Un projet de charte nommé Pace e ritornu in libertà (Paix et retour à la liberté) a été présenté ce mercredi 29 mars par le président de l'Exécutif et le président de l'Assemblée de Corse.
L'objectif de la charte Pace e ritornu in libertà est de favoriser la réinsertion et l'emploi des prisonniers nationalistes. C’est aussi, pour Gilles Simeoni, président du Conseil exécutif de Corse, un message adressé à l’État :
« Aujourd’hui la Corse est dans une ère nouvelle, une ère de paix. Cette paix, il faut la consolider, l’enraciner, la nourrir, et nous y participons à travers ce projet, ce programme. Il s’adosse aux valeurs culturelles de solidarité porté par le peuple corse.
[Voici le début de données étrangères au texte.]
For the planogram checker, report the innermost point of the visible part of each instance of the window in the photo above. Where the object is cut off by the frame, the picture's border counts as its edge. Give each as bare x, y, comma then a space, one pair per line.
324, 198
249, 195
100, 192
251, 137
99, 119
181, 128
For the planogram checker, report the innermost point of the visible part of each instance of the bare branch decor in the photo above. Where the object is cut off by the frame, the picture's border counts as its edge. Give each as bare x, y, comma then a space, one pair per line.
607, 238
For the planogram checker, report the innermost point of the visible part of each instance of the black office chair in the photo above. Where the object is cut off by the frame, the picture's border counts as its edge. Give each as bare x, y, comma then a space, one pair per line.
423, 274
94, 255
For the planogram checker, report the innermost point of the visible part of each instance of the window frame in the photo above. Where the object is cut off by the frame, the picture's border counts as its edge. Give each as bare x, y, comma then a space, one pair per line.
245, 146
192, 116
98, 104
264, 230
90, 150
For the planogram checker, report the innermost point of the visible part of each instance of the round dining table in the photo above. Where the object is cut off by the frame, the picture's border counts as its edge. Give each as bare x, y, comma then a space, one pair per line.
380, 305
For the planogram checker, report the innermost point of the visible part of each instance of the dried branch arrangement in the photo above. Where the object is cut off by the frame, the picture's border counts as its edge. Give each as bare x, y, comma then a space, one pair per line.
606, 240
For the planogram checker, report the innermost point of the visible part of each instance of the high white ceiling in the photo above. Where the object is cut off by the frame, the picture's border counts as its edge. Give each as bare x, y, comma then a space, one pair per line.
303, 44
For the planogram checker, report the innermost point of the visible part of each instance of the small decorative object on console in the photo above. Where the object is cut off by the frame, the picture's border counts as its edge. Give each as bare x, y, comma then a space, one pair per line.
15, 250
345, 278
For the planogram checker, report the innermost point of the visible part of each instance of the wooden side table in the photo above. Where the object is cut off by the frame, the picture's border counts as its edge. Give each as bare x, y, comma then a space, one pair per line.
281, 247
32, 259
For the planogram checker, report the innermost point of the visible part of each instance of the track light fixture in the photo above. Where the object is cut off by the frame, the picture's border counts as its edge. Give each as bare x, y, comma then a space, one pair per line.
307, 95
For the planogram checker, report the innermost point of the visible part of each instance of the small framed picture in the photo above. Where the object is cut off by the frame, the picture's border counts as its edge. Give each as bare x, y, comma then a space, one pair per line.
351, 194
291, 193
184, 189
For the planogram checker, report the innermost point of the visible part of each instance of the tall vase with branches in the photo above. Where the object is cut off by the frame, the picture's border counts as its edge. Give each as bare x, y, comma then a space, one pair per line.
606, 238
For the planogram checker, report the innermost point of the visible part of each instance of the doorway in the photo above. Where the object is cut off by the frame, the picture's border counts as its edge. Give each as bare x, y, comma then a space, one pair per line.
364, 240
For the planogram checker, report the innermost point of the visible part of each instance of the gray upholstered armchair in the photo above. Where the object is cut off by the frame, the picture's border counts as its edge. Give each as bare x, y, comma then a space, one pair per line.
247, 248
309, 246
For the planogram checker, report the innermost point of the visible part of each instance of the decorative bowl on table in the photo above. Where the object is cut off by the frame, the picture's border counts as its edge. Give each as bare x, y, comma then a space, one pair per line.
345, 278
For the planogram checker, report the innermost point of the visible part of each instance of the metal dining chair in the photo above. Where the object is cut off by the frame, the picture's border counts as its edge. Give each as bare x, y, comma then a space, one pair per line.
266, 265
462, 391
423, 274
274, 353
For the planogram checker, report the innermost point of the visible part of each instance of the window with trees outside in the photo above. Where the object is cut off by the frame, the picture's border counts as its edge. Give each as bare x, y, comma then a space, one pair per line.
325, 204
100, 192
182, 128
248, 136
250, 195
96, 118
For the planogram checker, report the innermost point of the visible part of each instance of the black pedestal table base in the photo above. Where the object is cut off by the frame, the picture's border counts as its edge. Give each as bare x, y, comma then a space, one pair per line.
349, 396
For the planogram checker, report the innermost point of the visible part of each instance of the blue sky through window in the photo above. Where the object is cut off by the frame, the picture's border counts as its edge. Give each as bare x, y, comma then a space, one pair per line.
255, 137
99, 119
Un programme qui est aussi une façon de dire : c’est toute la société corse et pas seulement les nationalistes qui s’impliquent dans le processus de réinsertion professionnelle des anciens prisonniers politiques. C’est une façon aussi de dire à l’État : il faut avancer sur les revendications qui sont celles de l’amnistie et celle du rapprochement, il faut avancer vite. »
L’emploi, la clef de la réinsertion
Comment vivent alors les anciens détenus en réinsertion professionnelle ? Pour Emmanuel Peru, la question de la réinsertion ne s'est jamais posée. Après trois ans de détention, ce père de deux enfants a été réembauché par son employeur dès sa sortie. Son procès pourrait avoir lieu au printemps 2018. Militant nationaliste depuis l'adolescence, il est actuellement en liberté sous contrôle judiciaire.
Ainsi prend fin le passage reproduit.